Ollama Models

Genie Helper uses a multi-model stack running on Ollama (port 11434) to balance performance, cost, and task specialization. All models run locally on the VPS with no external API calls.

Model Inventory

Model	Size	Role	Typical Use Case
`dolphin3:8b-llama3.1-q4_K_M`	4.9GB	Orchestrator	Tool planning, ACTION tag emission, multi-step reasoning
`dolphin-mistral:7b`	4.1GB	Uncensored writer	NSFW captions, adult content drafts, fan messages
`qwen-2.5:latest`	4.8GB	Primary agent	AnythingLLM agent, code generation, JSON output
`phi-3.5:latest`	2.2GB	Fallback classifier	Lightweight taxonomy tagging when scout-fast-tag fails
`llama3.2:3b`	2.0GB	Summarizer	Quick summaries, metadata extraction, lightweight tasks
`scout-fast-tag:latest`	1.2GB	Taxonomy classifier	Fast 6-concept taxonomy tagging (custom SmolLM fine-tune)
`bge-m3:latest`	2.4GB	Embeddings	Document embeddings for RAG, semantic search

Total RAM pinned: ~21GB (4-5GB active at any time)

Model Roles

Primary Agent: `qwen-2.5:latest`

Used by: AnythingLLM workspace (default) Strengths:

Best code generation in the 7B class
Reliable JSON output for structured tasks
Good instruction following
Handles most general-purpose agent tasks

Weaknesses:

Tool calling is unreliable (hence Action Runner bypass)
First token latency: ~33s in agent mode on CPU-only VPS
Will stall on CPU-only hardware if context > 8K tokens

When to use:

Default for all AnythingLLM chat interactions
Code generation (scripts, flows, API integrations)
Structured data extraction
Technical Q&A

Orchestrator: `dolphin3:8b-llama3.1-q4_K_M`

Used by: Action Runner flow planning (optional) Strengths:

Excellent at multi-step planning
Reliable ACTION tag emission
Uncensored but still coherent for reasoning tasks
Better tool selection than Qwen-2.5

Weaknesses:

Slower inference (~45s first token on CPU)
Larger memory footprint (4.9GB)
Currently stalls on production VPS (CPU-only)

When to use:

Complex workflows requiring multi-step reasoning
When you need better tool selection than Qwen-2.5
Requires GPU VPS or wait for hardware upgrade

Content Writer: `dolphin-mistral:7b`

Used by: Caption generation, fan message drafting Strengths:

Fully uncensored (no refusals on NSFW content)
Creative, natural-sounding prose
Good at matching tone/style from examples
Fast inference (~2-5s first token)

Weaknesses:

Less structured than Qwen (worse for JSON)
Can be overly verbose
Not suitable for technical tasks

When to use:

Drafting OnlyFans/Fansly captions
Fan engagement messages (DMs, comments)
Content descriptions and marketing copy
Any NSFW text generation

API endpoint: POST /api/captions/generate (uses this model)

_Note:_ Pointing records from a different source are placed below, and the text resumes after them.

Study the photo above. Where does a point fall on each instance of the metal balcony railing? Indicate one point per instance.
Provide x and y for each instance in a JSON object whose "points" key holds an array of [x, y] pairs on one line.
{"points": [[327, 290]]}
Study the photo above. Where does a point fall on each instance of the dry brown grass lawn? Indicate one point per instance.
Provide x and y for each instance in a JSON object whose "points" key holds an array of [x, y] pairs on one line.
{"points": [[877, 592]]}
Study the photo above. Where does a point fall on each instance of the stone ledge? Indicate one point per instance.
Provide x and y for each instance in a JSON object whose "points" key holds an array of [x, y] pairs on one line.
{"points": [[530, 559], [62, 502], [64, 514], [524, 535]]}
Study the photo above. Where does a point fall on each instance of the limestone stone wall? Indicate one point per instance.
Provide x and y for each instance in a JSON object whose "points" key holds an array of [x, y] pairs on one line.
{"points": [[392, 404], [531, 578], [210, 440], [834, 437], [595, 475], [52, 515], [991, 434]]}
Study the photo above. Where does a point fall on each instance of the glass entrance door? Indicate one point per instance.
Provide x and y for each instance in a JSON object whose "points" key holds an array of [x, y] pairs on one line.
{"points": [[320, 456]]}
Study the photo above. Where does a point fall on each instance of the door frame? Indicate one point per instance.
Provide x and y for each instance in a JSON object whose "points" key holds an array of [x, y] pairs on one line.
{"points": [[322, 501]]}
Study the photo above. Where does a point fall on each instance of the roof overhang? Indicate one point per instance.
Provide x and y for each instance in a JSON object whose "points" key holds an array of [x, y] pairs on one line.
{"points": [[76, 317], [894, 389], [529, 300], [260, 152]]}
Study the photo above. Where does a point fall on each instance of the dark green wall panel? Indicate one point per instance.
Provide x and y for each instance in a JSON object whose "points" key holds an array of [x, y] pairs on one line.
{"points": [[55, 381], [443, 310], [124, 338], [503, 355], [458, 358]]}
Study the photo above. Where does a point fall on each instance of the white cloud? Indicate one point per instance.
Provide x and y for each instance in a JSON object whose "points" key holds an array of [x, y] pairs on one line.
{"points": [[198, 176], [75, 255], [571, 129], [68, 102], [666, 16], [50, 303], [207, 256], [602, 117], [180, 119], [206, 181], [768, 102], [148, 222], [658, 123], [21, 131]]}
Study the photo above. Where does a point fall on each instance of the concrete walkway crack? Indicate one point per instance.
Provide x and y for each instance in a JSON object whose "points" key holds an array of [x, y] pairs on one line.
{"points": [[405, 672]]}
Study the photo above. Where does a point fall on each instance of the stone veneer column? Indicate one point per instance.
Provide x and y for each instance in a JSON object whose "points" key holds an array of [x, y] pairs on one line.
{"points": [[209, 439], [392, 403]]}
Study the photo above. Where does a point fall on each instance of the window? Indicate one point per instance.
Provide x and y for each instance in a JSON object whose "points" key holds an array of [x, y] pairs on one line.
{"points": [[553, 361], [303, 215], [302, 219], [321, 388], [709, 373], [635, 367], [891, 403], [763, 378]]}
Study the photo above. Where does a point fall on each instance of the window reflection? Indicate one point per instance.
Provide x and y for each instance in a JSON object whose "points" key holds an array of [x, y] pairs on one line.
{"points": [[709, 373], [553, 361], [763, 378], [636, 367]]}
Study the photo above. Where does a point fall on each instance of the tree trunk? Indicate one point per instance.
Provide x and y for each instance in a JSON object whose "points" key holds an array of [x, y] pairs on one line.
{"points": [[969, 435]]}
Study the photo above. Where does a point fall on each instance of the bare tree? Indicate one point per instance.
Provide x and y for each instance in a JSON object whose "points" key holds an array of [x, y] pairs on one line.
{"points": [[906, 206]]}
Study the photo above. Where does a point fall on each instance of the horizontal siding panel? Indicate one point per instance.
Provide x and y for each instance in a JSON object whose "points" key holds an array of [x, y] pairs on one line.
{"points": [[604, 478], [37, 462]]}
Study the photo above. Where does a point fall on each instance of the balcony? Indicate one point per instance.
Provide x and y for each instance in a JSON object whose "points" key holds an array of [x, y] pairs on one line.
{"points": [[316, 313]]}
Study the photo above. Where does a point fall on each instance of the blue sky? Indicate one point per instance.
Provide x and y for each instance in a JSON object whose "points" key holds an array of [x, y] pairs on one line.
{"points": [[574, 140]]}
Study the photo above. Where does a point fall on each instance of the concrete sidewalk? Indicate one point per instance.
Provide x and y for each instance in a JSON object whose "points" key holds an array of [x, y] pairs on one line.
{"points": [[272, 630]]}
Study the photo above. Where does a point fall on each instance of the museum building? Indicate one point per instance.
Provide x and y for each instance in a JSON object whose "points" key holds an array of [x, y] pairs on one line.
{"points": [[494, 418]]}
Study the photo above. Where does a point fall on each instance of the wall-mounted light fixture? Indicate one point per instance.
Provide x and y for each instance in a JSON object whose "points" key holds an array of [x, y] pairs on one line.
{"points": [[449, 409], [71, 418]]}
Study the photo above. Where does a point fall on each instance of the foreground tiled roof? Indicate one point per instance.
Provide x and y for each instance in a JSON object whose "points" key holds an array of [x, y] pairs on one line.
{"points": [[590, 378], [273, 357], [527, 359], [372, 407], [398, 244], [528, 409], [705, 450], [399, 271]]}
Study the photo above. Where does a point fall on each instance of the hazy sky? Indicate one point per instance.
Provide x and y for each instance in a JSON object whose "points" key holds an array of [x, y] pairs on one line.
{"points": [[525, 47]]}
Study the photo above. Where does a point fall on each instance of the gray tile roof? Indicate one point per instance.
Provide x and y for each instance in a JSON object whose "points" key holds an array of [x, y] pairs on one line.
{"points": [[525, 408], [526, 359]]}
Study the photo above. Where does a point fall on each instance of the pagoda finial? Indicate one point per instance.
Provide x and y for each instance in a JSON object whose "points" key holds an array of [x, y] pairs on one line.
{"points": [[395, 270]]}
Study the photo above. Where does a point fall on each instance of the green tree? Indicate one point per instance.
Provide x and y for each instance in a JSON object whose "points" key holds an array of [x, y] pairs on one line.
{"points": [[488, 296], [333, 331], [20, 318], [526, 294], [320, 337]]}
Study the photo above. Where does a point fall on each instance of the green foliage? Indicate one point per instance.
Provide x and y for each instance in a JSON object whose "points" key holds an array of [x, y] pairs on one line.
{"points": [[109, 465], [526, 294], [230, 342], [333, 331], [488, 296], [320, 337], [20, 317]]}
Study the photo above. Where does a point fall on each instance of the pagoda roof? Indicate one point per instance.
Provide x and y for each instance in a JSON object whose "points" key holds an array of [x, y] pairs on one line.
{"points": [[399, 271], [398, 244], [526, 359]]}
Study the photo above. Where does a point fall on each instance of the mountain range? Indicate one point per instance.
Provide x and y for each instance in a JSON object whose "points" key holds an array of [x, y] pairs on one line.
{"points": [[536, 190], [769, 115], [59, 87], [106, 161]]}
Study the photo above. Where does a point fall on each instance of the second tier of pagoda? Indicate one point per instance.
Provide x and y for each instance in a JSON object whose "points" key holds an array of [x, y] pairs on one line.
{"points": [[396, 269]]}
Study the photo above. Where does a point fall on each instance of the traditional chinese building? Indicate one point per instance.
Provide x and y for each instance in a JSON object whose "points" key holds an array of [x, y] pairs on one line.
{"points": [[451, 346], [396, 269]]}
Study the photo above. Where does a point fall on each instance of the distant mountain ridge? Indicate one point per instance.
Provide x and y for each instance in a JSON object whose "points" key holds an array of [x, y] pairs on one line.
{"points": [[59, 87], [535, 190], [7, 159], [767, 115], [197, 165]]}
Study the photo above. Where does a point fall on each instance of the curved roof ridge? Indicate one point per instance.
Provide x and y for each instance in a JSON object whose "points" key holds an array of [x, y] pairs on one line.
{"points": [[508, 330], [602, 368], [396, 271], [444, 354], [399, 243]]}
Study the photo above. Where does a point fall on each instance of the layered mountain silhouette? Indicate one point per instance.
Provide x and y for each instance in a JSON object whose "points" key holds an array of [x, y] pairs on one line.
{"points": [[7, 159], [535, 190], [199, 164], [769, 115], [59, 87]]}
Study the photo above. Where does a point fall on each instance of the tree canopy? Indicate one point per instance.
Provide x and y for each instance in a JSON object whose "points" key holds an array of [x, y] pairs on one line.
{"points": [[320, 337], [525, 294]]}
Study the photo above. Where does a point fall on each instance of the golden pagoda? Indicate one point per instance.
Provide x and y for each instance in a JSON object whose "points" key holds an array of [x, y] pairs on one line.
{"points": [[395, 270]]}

Taxonomy Classifier: `scout-fast-tag:latest`

Used by: taxonomy-tag ACTION flow Strengths:

Custom fine-tune on 3,208 taxonomy tags
Fast inference (~500ms per image)
Optimized for 6-concept classification
Low memory footprint (1.2GB)

Weaknesses:

Single-purpose model (only taxonomy)
Requires fallback to phi-3.5 on failure
Limited to visual content classification

When to use:

Auto-tagging uploaded media
Batch classification of scraped content
Content audit (NSFW detection, theme analysis)

Output format:

{
  "concepts": {
    "aesthetic": ["glamour", "luxury"],
    "activity": ["posing"],
    "mood": ["confident"],
    "setting": ["indoor", "bedroom"],
    "attire": ["lingerie"],
    "bodyType": ["athletic"]
  }
}

Fallback Classifier: `phi-3.5:latest`

Used by: Taxonomy tagging when scout-fast-tag fails Strengths:

General-purpose vision model
More robust on edge cases
Can handle text + image input

Weaknesses:

Slower than scout-fast-tag (~3-5s)
Less accurate on Genie Helper’s specific taxonomy
May refuse NSFW content (has guardrails)

When to use:

Backup for failed scout-fast-tag calls
Mixed content (text + image analysis)
When you need explanations for classifications

Summarizer: `llama3.2:3b`

Used by: Quick summaries, metadata extraction Strengths:

Fastest inference (~1-2s first token)
Lowest memory footprint (2GB)
Good at extracting key points

Weaknesses:

Limited context window (4K tokens)
Less coherent on complex topics
Not suitable for multi-turn chat

When to use:

Summarizing scraped profile data
Extracting metadata from long text
Quick content previews
Notifications and alerts

Embeddings: `bge-m3:latest`

Used by: AnythingLLM document embeddings, RAG Strengths:

State-of-the-art multilingual embeddings
Fast batch processing
Supports 8K token context

When to use:

Ingesting documents into AnythingLLM workspaces
Semantic search over creator content
Memory recall (“What did I post last week?”)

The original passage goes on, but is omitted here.